How do I protect IP created by contractors and volunteers before I incorporate?

Before any start-up is formally incorporated, there is always a period when the founders have developed intellectual property in the form of market research, the business plan,  perhaps trademarks, and often software code.   Sometimes formation of the business entity is delayed too long, creating unintentional claims on the ownership of the business or its assets.  But even when transition to the state-organized entity is timely, care should be taken beforehand not to create unintentional ownership claims on your intellectual property or your business itself.

First Caution: Don’t form an unintentional partnership.

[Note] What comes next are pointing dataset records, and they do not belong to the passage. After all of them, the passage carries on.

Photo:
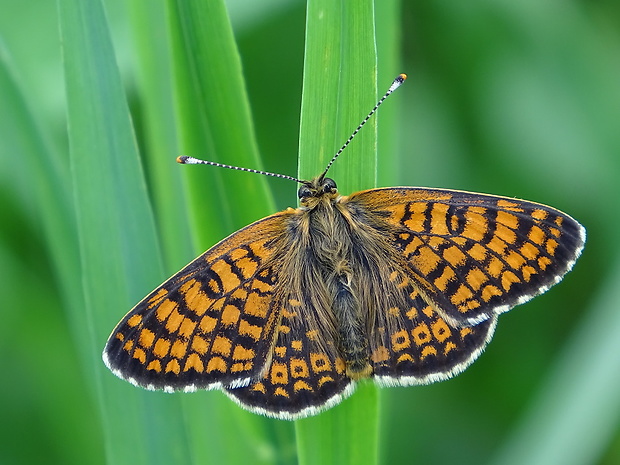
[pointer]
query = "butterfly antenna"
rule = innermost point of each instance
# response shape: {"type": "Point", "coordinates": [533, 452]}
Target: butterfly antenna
{"type": "Point", "coordinates": [185, 160]}
{"type": "Point", "coordinates": [395, 85]}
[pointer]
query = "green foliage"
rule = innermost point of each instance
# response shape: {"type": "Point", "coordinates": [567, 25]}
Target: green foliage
{"type": "Point", "coordinates": [516, 99]}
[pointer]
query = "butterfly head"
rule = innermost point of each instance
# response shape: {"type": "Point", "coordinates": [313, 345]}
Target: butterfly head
{"type": "Point", "coordinates": [311, 193]}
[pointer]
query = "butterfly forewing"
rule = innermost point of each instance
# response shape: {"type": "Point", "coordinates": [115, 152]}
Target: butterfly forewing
{"type": "Point", "coordinates": [210, 325]}
{"type": "Point", "coordinates": [472, 255]}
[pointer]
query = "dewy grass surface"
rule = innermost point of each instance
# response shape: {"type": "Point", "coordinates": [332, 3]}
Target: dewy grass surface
{"type": "Point", "coordinates": [518, 99]}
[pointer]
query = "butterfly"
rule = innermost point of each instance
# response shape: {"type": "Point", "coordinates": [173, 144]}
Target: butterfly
{"type": "Point", "coordinates": [400, 285]}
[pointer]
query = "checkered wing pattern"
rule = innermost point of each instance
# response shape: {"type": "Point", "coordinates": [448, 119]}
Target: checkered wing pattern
{"type": "Point", "coordinates": [212, 324]}
{"type": "Point", "coordinates": [472, 256]}
{"type": "Point", "coordinates": [306, 375]}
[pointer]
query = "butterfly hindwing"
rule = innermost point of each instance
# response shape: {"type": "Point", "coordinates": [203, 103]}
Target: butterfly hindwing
{"type": "Point", "coordinates": [306, 374]}
{"type": "Point", "coordinates": [473, 255]}
{"type": "Point", "coordinates": [210, 325]}
{"type": "Point", "coordinates": [413, 344]}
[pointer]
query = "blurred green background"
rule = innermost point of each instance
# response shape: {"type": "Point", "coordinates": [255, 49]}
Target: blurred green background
{"type": "Point", "coordinates": [514, 98]}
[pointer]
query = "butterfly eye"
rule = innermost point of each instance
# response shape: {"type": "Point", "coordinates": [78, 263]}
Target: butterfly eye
{"type": "Point", "coordinates": [304, 192]}
{"type": "Point", "coordinates": [329, 185]}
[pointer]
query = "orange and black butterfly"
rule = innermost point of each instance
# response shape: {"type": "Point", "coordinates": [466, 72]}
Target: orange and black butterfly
{"type": "Point", "coordinates": [401, 285]}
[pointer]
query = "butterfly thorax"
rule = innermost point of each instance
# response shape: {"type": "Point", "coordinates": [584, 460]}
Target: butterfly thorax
{"type": "Point", "coordinates": [327, 246]}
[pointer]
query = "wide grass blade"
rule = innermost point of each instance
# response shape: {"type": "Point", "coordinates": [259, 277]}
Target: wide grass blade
{"type": "Point", "coordinates": [339, 88]}
{"type": "Point", "coordinates": [214, 123]}
{"type": "Point", "coordinates": [119, 252]}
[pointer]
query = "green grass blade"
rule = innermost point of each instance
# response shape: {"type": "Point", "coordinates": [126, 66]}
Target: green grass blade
{"type": "Point", "coordinates": [120, 258]}
{"type": "Point", "coordinates": [214, 121]}
{"type": "Point", "coordinates": [339, 88]}
{"type": "Point", "coordinates": [158, 130]}
{"type": "Point", "coordinates": [577, 410]}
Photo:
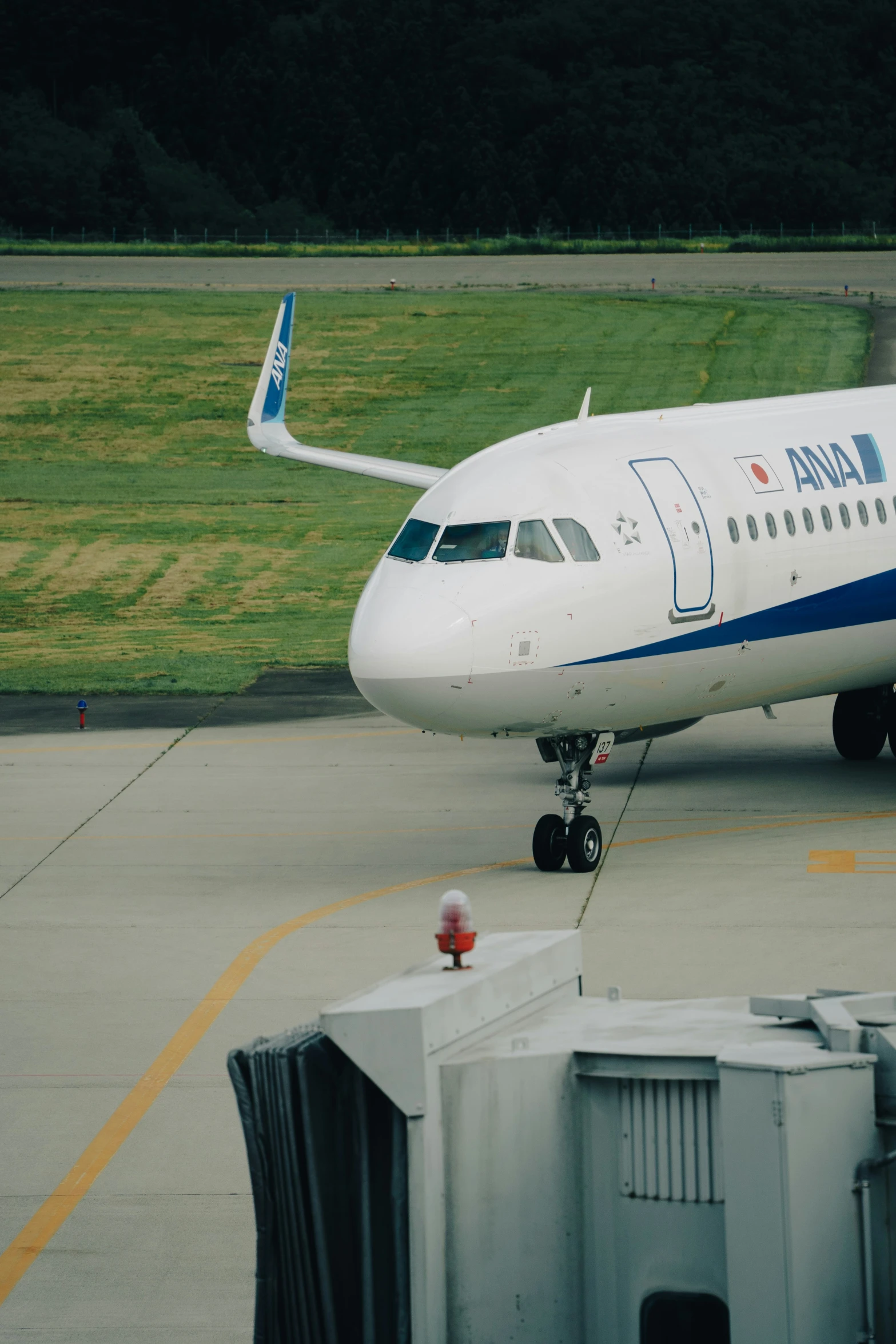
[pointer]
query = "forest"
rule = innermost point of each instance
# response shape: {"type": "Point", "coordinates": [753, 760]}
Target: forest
{"type": "Point", "coordinates": [495, 116]}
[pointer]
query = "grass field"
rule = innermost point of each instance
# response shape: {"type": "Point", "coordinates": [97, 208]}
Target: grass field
{"type": "Point", "coordinates": [144, 544]}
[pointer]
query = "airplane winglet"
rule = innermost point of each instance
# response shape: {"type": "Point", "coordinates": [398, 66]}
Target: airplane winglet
{"type": "Point", "coordinates": [269, 402]}
{"type": "Point", "coordinates": [266, 425]}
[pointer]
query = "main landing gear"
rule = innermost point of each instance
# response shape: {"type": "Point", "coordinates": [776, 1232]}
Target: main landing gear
{"type": "Point", "coordinates": [863, 719]}
{"type": "Point", "coordinates": [572, 836]}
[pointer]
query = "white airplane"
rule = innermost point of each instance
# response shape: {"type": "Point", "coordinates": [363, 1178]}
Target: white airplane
{"type": "Point", "coordinates": [621, 577]}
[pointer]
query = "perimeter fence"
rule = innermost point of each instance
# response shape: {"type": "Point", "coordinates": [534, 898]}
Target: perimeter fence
{"type": "Point", "coordinates": [866, 234]}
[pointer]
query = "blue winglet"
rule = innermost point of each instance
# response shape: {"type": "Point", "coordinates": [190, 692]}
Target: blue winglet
{"type": "Point", "coordinates": [274, 408]}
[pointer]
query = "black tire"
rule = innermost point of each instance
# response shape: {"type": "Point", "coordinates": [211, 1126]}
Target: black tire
{"type": "Point", "coordinates": [550, 843]}
{"type": "Point", "coordinates": [860, 723]}
{"type": "Point", "coordinates": [585, 844]}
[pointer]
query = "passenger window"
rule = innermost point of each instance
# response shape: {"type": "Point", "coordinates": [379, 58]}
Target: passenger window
{"type": "Point", "coordinates": [414, 540]}
{"type": "Point", "coordinates": [578, 540]}
{"type": "Point", "coordinates": [473, 542]}
{"type": "Point", "coordinates": [533, 542]}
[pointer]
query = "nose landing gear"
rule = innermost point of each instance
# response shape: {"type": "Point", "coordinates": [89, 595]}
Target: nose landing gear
{"type": "Point", "coordinates": [574, 836]}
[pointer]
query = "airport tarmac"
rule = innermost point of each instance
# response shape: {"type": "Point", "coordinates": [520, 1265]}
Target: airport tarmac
{"type": "Point", "coordinates": [763, 273]}
{"type": "Point", "coordinates": [174, 892]}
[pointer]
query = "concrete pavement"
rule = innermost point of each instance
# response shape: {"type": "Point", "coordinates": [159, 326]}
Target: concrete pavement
{"type": "Point", "coordinates": [193, 846]}
{"type": "Point", "coordinates": [808, 275]}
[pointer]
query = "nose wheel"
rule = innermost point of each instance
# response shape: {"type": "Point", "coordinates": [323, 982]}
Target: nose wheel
{"type": "Point", "coordinates": [581, 844]}
{"type": "Point", "coordinates": [574, 838]}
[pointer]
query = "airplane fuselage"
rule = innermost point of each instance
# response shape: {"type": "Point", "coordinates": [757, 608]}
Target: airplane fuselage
{"type": "Point", "coordinates": [676, 620]}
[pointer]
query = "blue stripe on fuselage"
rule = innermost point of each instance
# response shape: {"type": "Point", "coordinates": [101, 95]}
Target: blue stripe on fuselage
{"type": "Point", "coordinates": [862, 602]}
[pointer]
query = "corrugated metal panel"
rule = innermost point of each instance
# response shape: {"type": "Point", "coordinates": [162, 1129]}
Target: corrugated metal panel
{"type": "Point", "coordinates": [671, 1140]}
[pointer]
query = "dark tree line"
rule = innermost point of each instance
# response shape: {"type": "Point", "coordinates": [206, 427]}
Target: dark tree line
{"type": "Point", "coordinates": [493, 114]}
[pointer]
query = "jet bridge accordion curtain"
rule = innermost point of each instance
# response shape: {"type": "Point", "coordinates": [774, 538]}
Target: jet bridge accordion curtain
{"type": "Point", "coordinates": [328, 1163]}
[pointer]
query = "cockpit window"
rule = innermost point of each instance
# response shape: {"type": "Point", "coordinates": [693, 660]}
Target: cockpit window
{"type": "Point", "coordinates": [414, 540]}
{"type": "Point", "coordinates": [577, 538]}
{"type": "Point", "coordinates": [473, 542]}
{"type": "Point", "coordinates": [533, 542]}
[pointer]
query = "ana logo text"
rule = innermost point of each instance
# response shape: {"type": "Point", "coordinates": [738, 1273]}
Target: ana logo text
{"type": "Point", "coordinates": [278, 367]}
{"type": "Point", "coordinates": [818, 468]}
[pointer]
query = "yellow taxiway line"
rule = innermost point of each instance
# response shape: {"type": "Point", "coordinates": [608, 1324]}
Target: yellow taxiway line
{"type": "Point", "coordinates": [38, 1231]}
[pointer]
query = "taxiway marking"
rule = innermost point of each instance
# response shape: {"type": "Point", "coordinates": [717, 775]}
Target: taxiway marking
{"type": "Point", "coordinates": [849, 861]}
{"type": "Point", "coordinates": [38, 1231]}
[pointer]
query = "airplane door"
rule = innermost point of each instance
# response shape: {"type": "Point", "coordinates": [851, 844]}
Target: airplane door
{"type": "Point", "coordinates": [687, 532]}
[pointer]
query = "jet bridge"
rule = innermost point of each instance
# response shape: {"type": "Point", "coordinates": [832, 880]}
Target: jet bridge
{"type": "Point", "coordinates": [521, 1163]}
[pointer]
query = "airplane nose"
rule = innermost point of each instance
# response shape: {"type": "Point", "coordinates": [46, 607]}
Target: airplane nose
{"type": "Point", "coordinates": [399, 634]}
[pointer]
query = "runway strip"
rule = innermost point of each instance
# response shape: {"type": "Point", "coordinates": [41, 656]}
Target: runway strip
{"type": "Point", "coordinates": [42, 1227]}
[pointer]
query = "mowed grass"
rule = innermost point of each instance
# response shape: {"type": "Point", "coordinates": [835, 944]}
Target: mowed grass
{"type": "Point", "coordinates": [144, 544]}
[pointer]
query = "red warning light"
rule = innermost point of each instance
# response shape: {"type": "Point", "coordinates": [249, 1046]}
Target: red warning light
{"type": "Point", "coordinates": [456, 933]}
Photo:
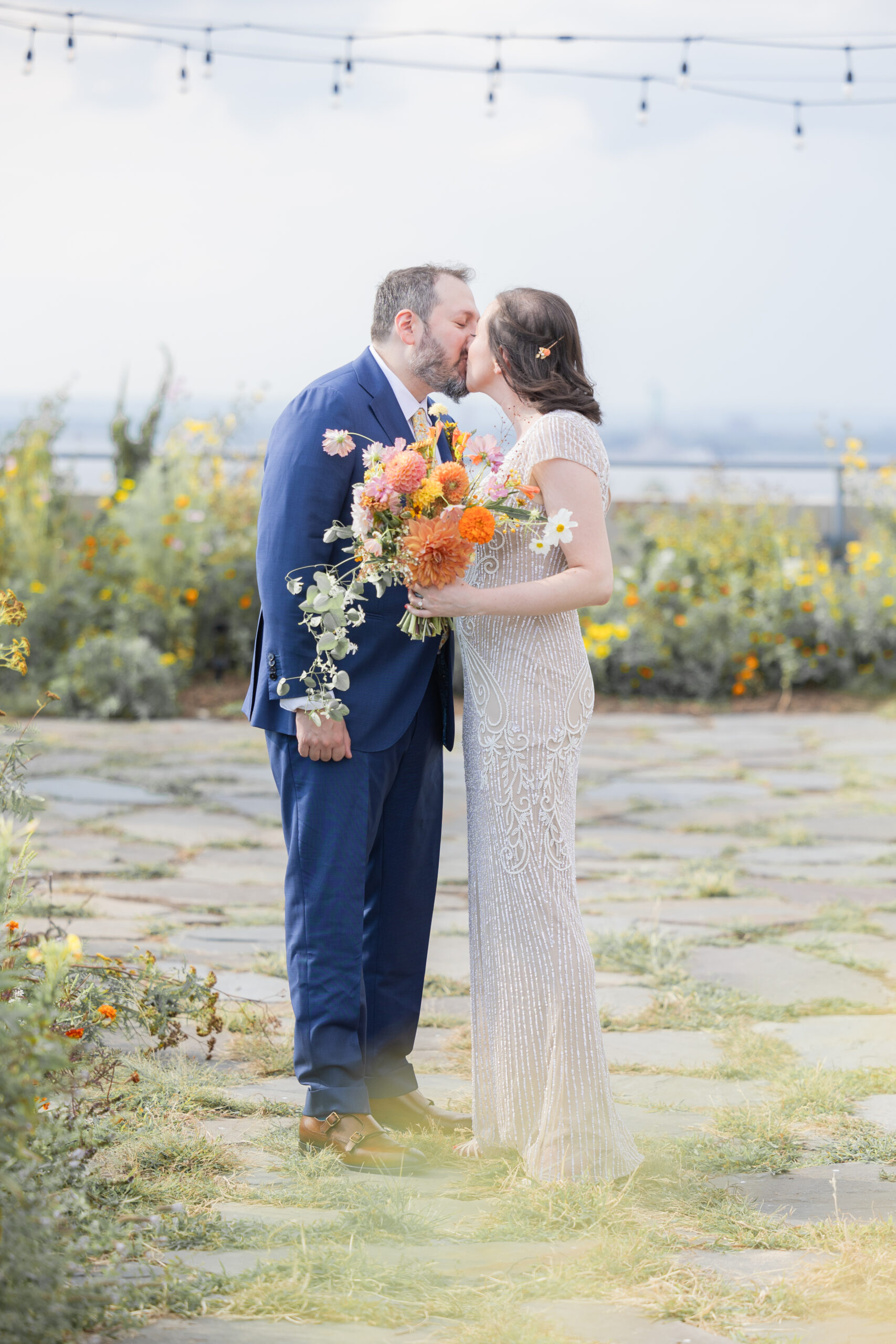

Unlike a corporation or a limited liability company, a partnership does not need to be formally organized with the state to exist as an entity.   Under Washington law, a general partnership is formed anytime two or more people associate as co-owners to carry on a business for profit, whether or not they intend to form a partnership.  A formal written agreement is not necessary.  See RCW 25.05.055.  As a founder, you will probably seek input and advice from many people as you are starting to form your business concept.  Friends and family may help you work on your business plan, create a web site, or even assist with writing code.  You may think they were donating their effort.  But they might think they were your partners.  Moreover, they will own the copyright to any work product , unless they assign it to you or the business.  A frequent issue arises when two friends start work on a project, but one loses interest and stops contributing.  The other keeps going but the relationship between them was never settled.  Then when the business grows and becomes valuable, the non-contributing partner comes back and wants a share of the business.  These kinds of situations are not unusual.  Indeed, the majority of start-ups probably experience them to some degree.

So what are your available strategies at the pre-formation stage?

  1. Don’t take any help.  (Not optimal and sometimes not even practical.
  2. Take help from only family members and close friends who you trust completely.  (Without taking further precautions, this strategy risks damaging relationships.  Any lawyer can give you examples of family members and friends whose relationships have been destroyed over business disputes.  If you do need to do business with family and friends, I advise more documentation rather than less.  Having an agreement in place beforehand can keep minor dissatisfactions from festering into real problems.)
  3. Use an independent contractor agreement with an IP assignment (see below), and pay the contributor a small amount for their work (even if payment is in something other than cash).
  4. In all cases, be very clear in your emails and other communications.  If you decide not to pay them for their work, state clearly in a written document that the contributor is donating the work to your project without expecting anything in return.
  5. Actually make them a partner.  If you do decide to make a contributor a partner, it may be a good time to consult an attorney or at least an experienced business person.  You should have a written agreement in place.   There are a host of issues that go into a forming a business with co-founders, not the least of which is how to divide up percentages in a fair way that leaves breathing room to issue stock in the future to financial investors, key employees, and other employees.  Other issues to work through are control, tax strategies, salaries and distributions, terms of departure, and so forth.  If you are ready to take on a partner, it’s probably worth the investment to consult a lawyer or accountant on entity choice.

Second Caution: Use Independent Contractor Agreements, even if you are not incorporated yet.   If you pay someone to develop software, you own the code, right?  Not necessarily so.  Non-employees (i.e., independent contractors), retain the copyright of works they create unless the work product falls into certain designated categories that qualify it as “work made for hire”.  17 U.S.C. § 101  Most software development projects don’t fall into one of the enumerated categories for work made for hire, which is why you should have the developer (or logo designer, etc.) sign an independent contractor agreement.   A well-drafted independent contractor agreement will have a work made for hire clause, and just to be safe, a backup clause that assigns the work product to the hiring entity.  If you are a founder who has not organized a business yet, you are the hiring entity.  The form of Independent Contractor Agreement that we have made available for downloading can be adapted to individuals who haven’t formed an entity yet.

Third Caution:  When you do form an entity, assign the assets and contracts to the entity.  One thing I see over and over again is that founders forget to assign their assets and contracts to the entity after it has been formed.  It is a fairly simple process to go to the Secretary of State website, set up a corporation or a limited liability company, get your business license, and start doing business.  But none of what you have created or produced before the company was formed is owned by the company unless it has been assigned to the company.  When it comes time to raise capital, sophisticated investors will look back to all of your material IP to see when it was created and by whom.   You will need to be able to show that it was created by employees of the company, or assigned by independent contractors to the company or to the founder, who in turn assigned it to the company.  Usually the founder assigns all of the IP of the business to the company at the time it is formed and initial stock is issued.   In addition to the business plan, market research, logos, trademarks, software and other IP,  other assets such as account balances, computer equipment, contracts and leases need to be assigned to the company at the time it is formed.